For pregnant women on the streets, LA has no system to help

By Zoie Matthew

“In order to get housing, you have to go through a process, and there's a lot of rules and regulations and bureaucracy. We just don't have this system that springs into action because there's a 22-year-old woman who is six and a half months pregnant beside the freeway,” says Gale Holland, reporter for the Los Angeles Times. Photo by Christina House, courtesy of the Los Angeles Times.

Becoming a new mother is a life-altering experience, but navigating pregnancy, birth, and child care when you don’t have access to stable housing is a challenge no one should have to endure.

Plenty of people do it every day in Los Angeles, though, and a new series from the Los Angeles Times explores what it’s like to be unhoused and pregnant in the streets of Hollywood through the eyes of young mother Mckenzie Trahan.

Reporter Gale Holland, videographer Claire Hannah Collins, and photographer Christina House spent years getting to know Trahan, her mother Cat, and her caseworker Leslie, as they followed Trahan’s emotional journey to secure housing and stay connected with her daughter Ann.

Holland says her team connected with Trahan after she received a report that the newly-pregnant 22-year-old had many of her belongings — including prenatal vitamins — thrown away during an encampment sweep. Holland was — and remains — shocked that there were so few resources available to get Trahan housed.

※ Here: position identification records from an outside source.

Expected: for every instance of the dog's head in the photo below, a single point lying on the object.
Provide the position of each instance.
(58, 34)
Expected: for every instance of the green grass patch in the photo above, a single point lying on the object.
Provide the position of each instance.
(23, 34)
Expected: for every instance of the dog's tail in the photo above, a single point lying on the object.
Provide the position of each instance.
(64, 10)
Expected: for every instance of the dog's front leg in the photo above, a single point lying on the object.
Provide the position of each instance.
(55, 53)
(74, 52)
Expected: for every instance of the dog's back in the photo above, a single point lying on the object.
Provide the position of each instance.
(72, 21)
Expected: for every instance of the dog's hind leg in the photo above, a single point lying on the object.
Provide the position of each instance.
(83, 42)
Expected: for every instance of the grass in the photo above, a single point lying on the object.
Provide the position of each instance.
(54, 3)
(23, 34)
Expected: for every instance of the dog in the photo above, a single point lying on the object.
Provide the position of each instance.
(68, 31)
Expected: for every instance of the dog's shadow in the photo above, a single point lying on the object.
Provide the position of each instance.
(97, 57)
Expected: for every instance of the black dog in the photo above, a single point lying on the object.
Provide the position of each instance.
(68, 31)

“In order to get housing, you have to go through a process, and there's a lot of rules and regulations and bureaucracy,” she says. “We just don't have this system that springs into action because there's a 22-year-old woman who is six and a half months pregnant beside the freeway.”

After Trahan gave birth to her daughter Ann, she found herself navigating a confusing and complicated set of institutions as she fought to secure permanent housing — an experience that triggered memories of the years she spent in and out of foster care and juvenile hall as a teenager. Holland says this cycle of intergenerational poverty manifesting as homelessness is all too common.

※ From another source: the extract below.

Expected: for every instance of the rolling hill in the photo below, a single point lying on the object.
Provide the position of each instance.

“Mckenzie, having become homeless and in the foster care system at a young age, never received the education that helps a lot of people break out of the handcuffs of their initial upbringing,” she says.

Collins says that witnessing the major milestones in Trahan’s journey — including the reveal of the baby’s sex and Ann’s first time saying “mama” — made it more difficult to bear witness when the court accused Trahan of neglect, and the baby was eventually removed from her custody to be placed into foster care.

“This was one of the first times that I was getting to be so close to the process of a baby starting to grow up, so it was hugely devastating and depressing. … What we were experiencing was just the tiniest fraction of what the tragedy that Mackenzie was going through,” says Collins. 

The reporters have stayed in touch with Mckenzie since the series was released, and Collins says that despite the trauma that Trahan endured, she was glad to share her story with the world. 

Since the events transpired, she has been able to achieve both stable housing and a stable partnership — two milestones that Holland hopes signify a brighter future.  

“I personally will not be surprised … what Mckenzie does because I think she has a tremendous amount of energy, drive and talent, and I definitely wouldn’t write her off,” says Holland.